Australian wood ducks with ducklings in swimming pool
Mummy duck watching from the side, Daddy duck mucking around in the pool with the kids ie teaching them trespassing and inconsiderate toileting habits.

I remembered Mum telling me about an old washing tub they had for their pet ducks when she was a kid, and how the baby duckies would hop in for a swim after the adults and the dogs had splashed half the water out, then be unable to get out, and drown… NOT ON MY WATCH!

I chased them multiple times around the edge of the pool, trying to scare them out. The drake got out easily, but the ducklings just kept bouncing off the sides like fluffy little pinballs and falling back into the water.


Hunted around under the house and found a perfect length of timber. Placed it on the side and retreated to the deck, confident they’d be up and out in no time.

Coincidentally, these ducks are about as thick as that short plank.
Coincidentally, these ducks are about as thick as that short plank.

I walked around the pool, trying to herd them onto the ramp, but they just kept paddling under and around it. I even left a trail of bread up the ramp to tempt them but they turned their beaks up at it.

I gave them plenty of chances to climb up themselves before I cracked it and took the pool net to them. Tried catching the dicklings but the little buggers dived away from me; they were so little I hadn’t expected that! The parents naturally took exception to this; the drake took to the air quacking angrily and trying to swoop my face so I had to fight him off with the net. Didn’t hit him or anything, just blocked him so he fell into the pool… sometimes the garden. I couldn’t help laughing as I pictured what we must’ve looked like playing duck tennis.

Once one figured it out (eventually), most of them did it. The tips of their beaks are reddish and look like tiny little tongues poking out – are you little brats  mocking me?

Parents and three quarters of offspring eventually got it and took off, leaving two behind – obviously the geniuses of the family – who I quickly scooped out with the net. Their dad didn’t object this time, he was so obviously over the whole thing.



Then mum got the ducklings got through the pool fence and headed for the bush next door. Dad, however…
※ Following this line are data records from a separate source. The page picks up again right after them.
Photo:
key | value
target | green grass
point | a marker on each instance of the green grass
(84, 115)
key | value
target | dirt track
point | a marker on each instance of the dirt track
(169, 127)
Later: Morons returned at sunset and needed rescuing again. At least it was faster the second time around… only took 10 minutes instead of 40. We then left the plank there, but a few days later got a thermal blanket to cover the pool; they haven’t been back since. I still see them occasionally, flying overhead, heading up the hill to our back neighbour’s place (he’s also a bit of a dick) where they are no doubt giving the next generation their potty training lessons in and around his pool. It always brightens my day.